The five-member school board placed it on the ballot by a unanimous vote in June. All four candidates for three seats on the board support the measure.
Passage would mean the removal of some 17 portable classrooms, some with leaking roofs, and the building of eight one-story structures, totaling 23,000 square feet, for 14 classrooms, a new band room, a computer lab, a new administration building and a community room.
"(Woodside) is the least attractive elementary school in the area," said Cree Edwards, who chaired a committee of school board members, administrators, teachers and parents that drafted a master plan for the campus.
Under the plan, the district would reconfigure the field used for recess and small-kids soccer, creating a full-size soccer field and running track and a new playground nearby for students in grades 3 through 8.
To address traffic congestion, new drop-off zones would be added near the administration and kindergarten areas and a school bus zone would be created at the far end of the campus near Sellman Auditorium.

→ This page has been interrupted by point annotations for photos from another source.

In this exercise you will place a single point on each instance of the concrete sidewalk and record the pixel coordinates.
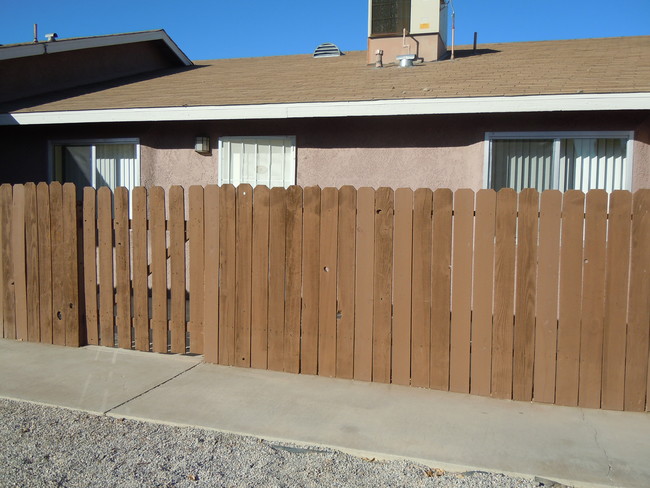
(452, 431)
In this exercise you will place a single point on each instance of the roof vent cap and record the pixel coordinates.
(327, 50)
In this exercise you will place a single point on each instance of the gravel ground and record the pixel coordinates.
(47, 446)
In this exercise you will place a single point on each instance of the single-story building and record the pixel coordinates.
(132, 109)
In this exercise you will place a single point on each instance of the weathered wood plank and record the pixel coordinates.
(483, 292)
(327, 283)
(568, 334)
(461, 293)
(504, 276)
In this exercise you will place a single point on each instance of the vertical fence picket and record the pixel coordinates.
(402, 264)
(327, 282)
(421, 288)
(260, 278)
(345, 282)
(18, 252)
(461, 293)
(243, 265)
(177, 324)
(90, 264)
(58, 270)
(364, 278)
(293, 251)
(8, 283)
(71, 279)
(32, 263)
(546, 302)
(158, 237)
(277, 256)
(310, 280)
(196, 258)
(383, 286)
(45, 262)
(504, 286)
(570, 296)
(211, 199)
(524, 339)
(140, 265)
(122, 268)
(636, 364)
(593, 300)
(441, 289)
(483, 292)
(616, 289)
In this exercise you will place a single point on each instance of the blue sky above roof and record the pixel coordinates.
(210, 29)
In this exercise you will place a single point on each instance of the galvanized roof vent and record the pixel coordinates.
(327, 50)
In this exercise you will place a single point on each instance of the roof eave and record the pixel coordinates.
(372, 108)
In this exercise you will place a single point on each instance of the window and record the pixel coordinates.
(110, 163)
(560, 161)
(269, 161)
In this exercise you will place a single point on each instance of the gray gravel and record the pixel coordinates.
(47, 446)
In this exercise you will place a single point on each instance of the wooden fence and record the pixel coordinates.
(523, 296)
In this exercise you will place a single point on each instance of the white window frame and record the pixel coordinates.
(556, 136)
(230, 139)
(92, 143)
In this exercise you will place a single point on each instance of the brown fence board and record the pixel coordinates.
(327, 283)
(570, 297)
(211, 201)
(228, 237)
(593, 300)
(158, 231)
(310, 279)
(89, 263)
(546, 302)
(461, 294)
(636, 366)
(524, 340)
(122, 267)
(402, 265)
(18, 252)
(481, 359)
(58, 270)
(504, 276)
(293, 251)
(177, 324)
(616, 282)
(383, 287)
(441, 289)
(71, 277)
(243, 269)
(8, 283)
(364, 279)
(421, 288)
(140, 265)
(277, 244)
(345, 282)
(260, 280)
(196, 258)
(32, 264)
(45, 263)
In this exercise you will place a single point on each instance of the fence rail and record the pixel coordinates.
(524, 295)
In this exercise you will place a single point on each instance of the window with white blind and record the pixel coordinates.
(561, 161)
(111, 163)
(269, 161)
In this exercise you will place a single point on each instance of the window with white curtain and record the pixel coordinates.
(561, 161)
(269, 161)
(109, 162)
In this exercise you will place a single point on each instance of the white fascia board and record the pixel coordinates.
(375, 108)
(92, 42)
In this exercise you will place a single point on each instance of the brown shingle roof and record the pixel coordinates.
(610, 65)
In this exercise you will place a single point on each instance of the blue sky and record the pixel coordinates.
(209, 29)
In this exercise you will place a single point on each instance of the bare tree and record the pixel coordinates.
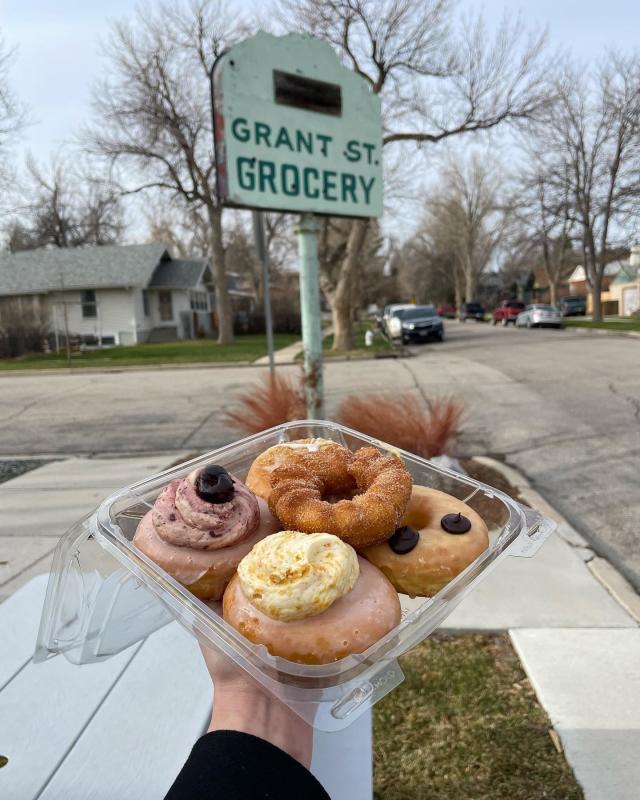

In the sample ballot argument favoring the measure, proponents said it would complete the modernization begun in 1999, when voters approved a $5.2 million bond measure by a 74 percent majority. That money bought six new middle-school classrooms. To reduce costs, Measure D would re-use the drawings for the design of the new classrooms.
Signing the sample ballot argument in favor were Woodside Councilwoman Susan Boynton, school foundation board member Rob Flint, school board president Bettina Pike, resident Leslie Quist, and Ted Taube, who chairs the Taube Family Foundation.
Measure D is opposed by the Libertarian Party of San Mateo County, which opposes all school-district bond measures, said party chairman Jack Hickey, who is not a Woodside resident.
"The taxpayers never get a voice. They never seem to get heard without a ballot argument," he said in explaining his opposition to a measure that would not tax his dwelling.
State law permits passage of school construction bond measures by 55 percent of voters instead of two-thirds, but requires extensive community oversight of how the money is spent.
Financial impact
Voters rejected a $10.2 million bond measure in 1998, when neighbors complained that the size of the proposed buildings conflicted with the town's rural character. Voters approved a smaller $5.2 million measure in 1999.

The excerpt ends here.